Schematic diagram of a metagrid that converts usually incident gentle into unidirectional SPPs. The unit cell of the metagrating consists of two completely different nanostructures and induces tailor-made optical losses. Credit: POSTECH
Scientists from Korea’s POSTECH and the US’ Northeastern University have efficiently manipulated gentle utilizing non-Hermitian meta-gratings, turning optical loss right into a useful instrument. They’ve developed a brand new technique for controlling gentle route utilizing specifically designed meta-grating couplers. This breakthrough may advance quantum sensor analysis and result in a variety of recent functions, reminiscent of illness analysis and air pollution detection.
Light is a really delicate and susceptible bodily phenomenon. Light may be absorbed or mirrored on the floor of a cloth relying on the matter’s properties or change its type and be transformed into thermal power. Upon reaching a metallic materials’s floor, gentle additionally tends to lose power to the electrons contained in the metallic, a broad vary of phenomena we name “optical loss.”
Production of ultra-small optical components that make the most of gentle in numerous methods may be very tough for the reason that smaller the scale of an optical part leads to a better optical loss. However, lately, the non-Hermitian concept, which makes use of optical loss in a wholly completely different manner, has been utilized to optics analysis. New findings in physics are being made adopting non-Hermitian concept that embraces optical loss, exploring methods to utilize the phenomenon, in contrast to basic physics the place optical loss is perceived as an imperfect part of an optical system. A ‘blessing in disguise’ is that which initially appears to be a catastrophe however which finally leads to good luck. This analysis story is a blessing in disguise in physics.
Visualization of sunshine incident on a metagrating and its conversion into unidirectional SPPs. (Simulation) Credit: POSTECH
Prof. Junsuk Rho (Departments of Mechanical Engineering and Chemical Engineering) from POSTECH and PhD candidates Heonyeong Jeong and Seokwoo Kim (Mechanical Engineering) from POSTECH, and Prof. Yongmin Liu of Northeastern University (NEU) in Boston and their joint analysis group had been capable of management the route of sunshine beams utilizing non-Hermitian meta-grating methods. The paper was featured in Science Advances, the international academic journal.

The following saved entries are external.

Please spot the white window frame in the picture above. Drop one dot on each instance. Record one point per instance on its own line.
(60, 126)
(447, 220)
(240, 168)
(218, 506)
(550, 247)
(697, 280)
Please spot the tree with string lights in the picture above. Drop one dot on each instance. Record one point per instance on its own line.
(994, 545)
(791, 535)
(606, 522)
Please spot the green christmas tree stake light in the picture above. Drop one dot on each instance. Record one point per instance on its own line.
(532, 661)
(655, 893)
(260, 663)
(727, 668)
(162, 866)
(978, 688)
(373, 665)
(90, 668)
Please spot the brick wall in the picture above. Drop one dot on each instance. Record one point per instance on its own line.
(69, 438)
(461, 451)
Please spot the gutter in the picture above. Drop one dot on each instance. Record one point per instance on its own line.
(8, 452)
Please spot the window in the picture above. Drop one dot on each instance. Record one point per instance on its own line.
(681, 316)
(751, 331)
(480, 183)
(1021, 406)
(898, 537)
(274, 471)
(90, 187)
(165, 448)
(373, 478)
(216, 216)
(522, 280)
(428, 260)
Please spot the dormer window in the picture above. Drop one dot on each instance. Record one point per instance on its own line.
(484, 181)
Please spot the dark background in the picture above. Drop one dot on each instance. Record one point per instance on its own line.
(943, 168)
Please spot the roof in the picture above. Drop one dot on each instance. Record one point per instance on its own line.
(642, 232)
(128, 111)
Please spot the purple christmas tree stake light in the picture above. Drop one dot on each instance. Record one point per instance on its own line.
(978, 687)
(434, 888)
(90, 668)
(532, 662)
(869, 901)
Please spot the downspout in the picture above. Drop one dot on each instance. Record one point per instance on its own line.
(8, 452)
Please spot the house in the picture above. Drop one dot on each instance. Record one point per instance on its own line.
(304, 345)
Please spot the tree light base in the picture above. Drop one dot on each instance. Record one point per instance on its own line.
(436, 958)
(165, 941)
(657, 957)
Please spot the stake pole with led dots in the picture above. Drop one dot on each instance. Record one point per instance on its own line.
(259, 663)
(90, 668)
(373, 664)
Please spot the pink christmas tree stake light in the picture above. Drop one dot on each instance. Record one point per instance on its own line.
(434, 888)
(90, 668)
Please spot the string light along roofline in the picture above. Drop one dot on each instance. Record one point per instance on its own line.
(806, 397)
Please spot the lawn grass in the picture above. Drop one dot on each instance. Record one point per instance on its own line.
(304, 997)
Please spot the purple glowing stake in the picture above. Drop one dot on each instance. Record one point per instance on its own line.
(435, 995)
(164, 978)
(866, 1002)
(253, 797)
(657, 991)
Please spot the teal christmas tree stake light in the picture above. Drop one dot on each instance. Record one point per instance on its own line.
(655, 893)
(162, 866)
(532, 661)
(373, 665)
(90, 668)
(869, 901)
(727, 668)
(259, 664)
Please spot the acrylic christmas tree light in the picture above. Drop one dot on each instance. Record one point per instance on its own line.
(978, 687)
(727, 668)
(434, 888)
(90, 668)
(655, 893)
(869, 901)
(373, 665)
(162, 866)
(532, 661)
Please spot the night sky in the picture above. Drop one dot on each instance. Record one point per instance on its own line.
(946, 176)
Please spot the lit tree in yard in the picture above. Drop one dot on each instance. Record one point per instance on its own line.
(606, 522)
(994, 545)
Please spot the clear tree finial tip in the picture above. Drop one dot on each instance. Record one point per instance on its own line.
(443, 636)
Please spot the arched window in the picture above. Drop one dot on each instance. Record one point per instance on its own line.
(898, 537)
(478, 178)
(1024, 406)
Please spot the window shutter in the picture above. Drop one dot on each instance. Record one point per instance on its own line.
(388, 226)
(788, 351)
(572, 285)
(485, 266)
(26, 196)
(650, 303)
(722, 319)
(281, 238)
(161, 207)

When light is incident on a metal surface, the electrons in the metal oscillate collectively as a single body with the light wave. The phenomenon is called surface plasmon polariton or SPP. A ‘grating coupler’ is widely used as an auxiliary device to control the directions of the SPPs. The efficiency of the device is limited in that it converts the right-angle incident light into SPPs in unintended directions.

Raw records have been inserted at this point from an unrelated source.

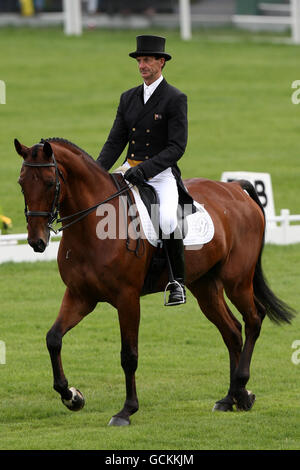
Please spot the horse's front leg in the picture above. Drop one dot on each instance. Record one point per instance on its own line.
(129, 319)
(72, 310)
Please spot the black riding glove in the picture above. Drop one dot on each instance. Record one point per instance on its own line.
(135, 175)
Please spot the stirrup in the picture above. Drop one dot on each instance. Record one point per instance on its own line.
(178, 302)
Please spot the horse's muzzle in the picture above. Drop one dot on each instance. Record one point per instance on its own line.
(38, 245)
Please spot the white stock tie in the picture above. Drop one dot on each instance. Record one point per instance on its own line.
(147, 94)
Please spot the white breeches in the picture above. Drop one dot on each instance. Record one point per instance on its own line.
(166, 187)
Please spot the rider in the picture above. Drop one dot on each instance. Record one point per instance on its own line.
(152, 119)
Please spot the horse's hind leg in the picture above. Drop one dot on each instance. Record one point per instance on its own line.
(209, 293)
(72, 310)
(129, 318)
(241, 295)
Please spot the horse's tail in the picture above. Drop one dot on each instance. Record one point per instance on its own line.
(266, 301)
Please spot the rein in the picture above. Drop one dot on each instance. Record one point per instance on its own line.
(53, 215)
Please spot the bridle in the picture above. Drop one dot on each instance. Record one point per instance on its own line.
(53, 214)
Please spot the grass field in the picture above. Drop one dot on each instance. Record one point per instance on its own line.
(240, 118)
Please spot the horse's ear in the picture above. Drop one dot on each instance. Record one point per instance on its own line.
(21, 149)
(47, 149)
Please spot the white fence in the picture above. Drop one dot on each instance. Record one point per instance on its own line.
(14, 248)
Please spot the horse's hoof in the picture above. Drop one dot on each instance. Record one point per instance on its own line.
(223, 405)
(246, 402)
(77, 401)
(117, 421)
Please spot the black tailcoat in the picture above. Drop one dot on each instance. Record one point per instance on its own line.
(156, 132)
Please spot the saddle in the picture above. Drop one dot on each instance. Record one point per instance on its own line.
(150, 199)
(158, 263)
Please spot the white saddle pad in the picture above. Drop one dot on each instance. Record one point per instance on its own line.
(200, 227)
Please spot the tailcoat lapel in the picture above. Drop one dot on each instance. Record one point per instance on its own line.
(151, 103)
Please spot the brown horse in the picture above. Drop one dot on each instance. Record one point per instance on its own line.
(57, 175)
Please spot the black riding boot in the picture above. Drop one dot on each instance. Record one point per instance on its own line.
(175, 251)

Observation of the interference pattern between the SPP propagating to the right and the SPP reflected by the metagrating. Due to the unidirectionality of the metagrating, the SPP does not transmit through the metagrid in the opposite direction. Credit: POSTECH
The research team applied non-Hermitian theory to overcome the drawback. To start, the team calculated the theoretical exceptional point near which a certain optical loss occurs. Then, they validated its effectiveness through experiments using their specially designed non-Hermitian meta-grating coupler. The meta-grating coupler proved effective in providing unidirectional control of SSPs, which was nearly impossible with other grating couplers. They also could make light and SPP propagate in opposite directions by controlling the size and distance of meta-gratings. The research team was able to achieve the conversion of incident light into SSPs back to normal light using the same meta-grating device.
The research findings can be useful in quantum sensor research in various areas, such as detection of antigens for disease diagnosis or harmful gases in the atmosphere, which, combined with engineering, could open the door to a wide range of applications. Prof. Junsuk Rho, who led the team, said, “This research brought non-Hermitian optics to the nano-scale territory. It will contribute to the development of future plasmonic devices that have excellent direction controllability and performance.”
Reference: “Subwavelength control of light transport at the exceptional point by non-Hermitian metagratings” by Yihao Xu, Lin Li, Heonyeong Jeong, Seokwoo Kim, Inki Kim, Junsuk Rho and Yongmin Liu, 12 May 2023, Science Advances.
DOI: 10.1126/sciadv.adf3510
The research was funded by the US National Science Foundation, Samsung Science and Technology Foundation, and the National Research Foundation of Korea.